Senate Bill 2681 has returned to the Mississippi legislature, resurrected by Senate and House Republicans during the last week of the three-month legislative session. SB 2681, the Mississippi Religious Freedom Restoration Act (PDF here), is one of many bills introduced in the states this year aimed at creating a “license to discriminate” against lesbian, gay, bisexual, and transgender people into law.
SB 2681 was filed as a conference report just 13 minutes before the 8 pm deadline.
Opponents thought the bill had been temporarily defeated in early March when the controversial language was amended to institute a study committee in its place. Now, it’s closer to its original form.
Section 1 of the bill says, “Government shall not substantially burden a person’s exercise of religion even if the burden results from a rule of general applicability, except as provided in paragraph (b) of this subsection.”
In practical terms, for example, that would mean that a hotel or restaurant owner could refuse service to gay customers while claiming “exercise of religion” and government would have no recourse.
New to the bill is this, found in lines 16-18 of Section 1:
(b) Laws “neutral” toward religion may burden religious exercise as surely as laws intended to interfere with religious exercise; (c) Government should not substantially burden religious exercise without compelling justification;
The target of this section seems to make it clear that the bill is meant to reach far beyond just attacking LGBT rights. In fact, it seems to hint at a case before the Supreme Court right now, Sebelius v. Hobby Lobby. In what could prove to be a landmark decision, the Supreme Court will decide whether or not corporations can refuse to provide female employees healthcare that includes birth control on the basis of religious belief (and thus whether or not corporations are people with all the rights people enjoy – including free exercise of religion).
The requirement that all healthcare plans include birth control for women may be one of those “neutral” laws that SB 2681 now mocks with quotation marks.

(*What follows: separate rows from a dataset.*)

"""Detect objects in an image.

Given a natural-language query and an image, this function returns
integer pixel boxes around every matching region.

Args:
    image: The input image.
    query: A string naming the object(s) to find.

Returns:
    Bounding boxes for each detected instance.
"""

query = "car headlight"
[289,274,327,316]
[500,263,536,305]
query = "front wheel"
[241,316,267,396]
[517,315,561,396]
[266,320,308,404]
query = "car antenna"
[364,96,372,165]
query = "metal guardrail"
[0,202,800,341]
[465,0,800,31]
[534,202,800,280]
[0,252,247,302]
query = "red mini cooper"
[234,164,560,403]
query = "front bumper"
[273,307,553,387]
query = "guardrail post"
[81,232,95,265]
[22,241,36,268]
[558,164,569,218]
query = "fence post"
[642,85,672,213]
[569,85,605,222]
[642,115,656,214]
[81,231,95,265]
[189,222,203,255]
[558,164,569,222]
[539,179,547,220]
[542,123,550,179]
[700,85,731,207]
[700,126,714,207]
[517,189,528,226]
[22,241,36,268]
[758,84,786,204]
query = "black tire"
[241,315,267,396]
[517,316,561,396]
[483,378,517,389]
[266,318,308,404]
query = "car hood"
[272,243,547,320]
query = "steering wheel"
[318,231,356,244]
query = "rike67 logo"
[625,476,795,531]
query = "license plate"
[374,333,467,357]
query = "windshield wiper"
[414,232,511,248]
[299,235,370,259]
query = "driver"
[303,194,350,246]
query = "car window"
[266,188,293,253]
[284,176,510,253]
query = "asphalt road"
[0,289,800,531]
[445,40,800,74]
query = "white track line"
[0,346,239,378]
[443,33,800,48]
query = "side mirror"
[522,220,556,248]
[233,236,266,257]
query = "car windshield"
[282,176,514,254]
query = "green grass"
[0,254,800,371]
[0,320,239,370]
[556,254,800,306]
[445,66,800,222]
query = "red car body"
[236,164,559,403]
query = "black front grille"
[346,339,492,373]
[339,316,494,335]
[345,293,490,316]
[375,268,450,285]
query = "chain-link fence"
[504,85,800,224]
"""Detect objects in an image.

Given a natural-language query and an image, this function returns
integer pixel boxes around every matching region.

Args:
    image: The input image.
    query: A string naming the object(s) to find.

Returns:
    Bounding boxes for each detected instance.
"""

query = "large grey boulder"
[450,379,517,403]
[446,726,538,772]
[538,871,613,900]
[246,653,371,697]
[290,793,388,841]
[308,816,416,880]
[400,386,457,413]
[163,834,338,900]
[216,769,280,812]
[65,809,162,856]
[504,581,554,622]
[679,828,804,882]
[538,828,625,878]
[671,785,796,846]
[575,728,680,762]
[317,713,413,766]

This bill would make it clear that employers in Mississippi can refuse to comply with laws that don’t like on religious grounds. So if an employer who happens to be a Jehova’s Witness wants to deny employees access to healthcare that includes blood transfusions (which Jehova’s Witnesses are religiously opposed to), the government would have to provide a compelling justification before “interfering with” the employer’s “free exercise.”
The possibilities the quote-unquote “neutral” language introduces are truly myriad. The point, of course, is to say that there is almost nothing over which a claim of religious belief does not take precedence. A law doesn’t have to be intended to interfere with religious exercise; a religious person just has to claim it interferes.
This version of the bill goes beyond protecting free exercise of religion, instead solidly establishing claims of religious exercise in a privileged position above all else.
The bill makes explicit that it applies to all state laws, rules, regulations, and municipal and county ordinances. That could jeopardize recent advances made in Starkville, Hattiesburg, and Oxford, where anti-discrimination effort – including discrimination against LGBT people and other minority – via diversity resolutions have passed to great fanfare in recent months.
The bill still protects the interests of the business community, ensuring that “nothing in this act shall create any rights by an employee against an employer if the employer is not the government.” So, while the act does mean that employers can discriminate against employees and customers on the basis of religious exercise, employees are definitively barred from doing the same in reverse.
The Arizona-style “license to discriminate” bill goes back to a vote on the Mississippi House and Senate floors for an up-or-down vote. The bill would also amend the state seal to add “In God We Trust.” No further changes will be allowed. If it passes both houses, SB 2681 then goes to the governor’s desk.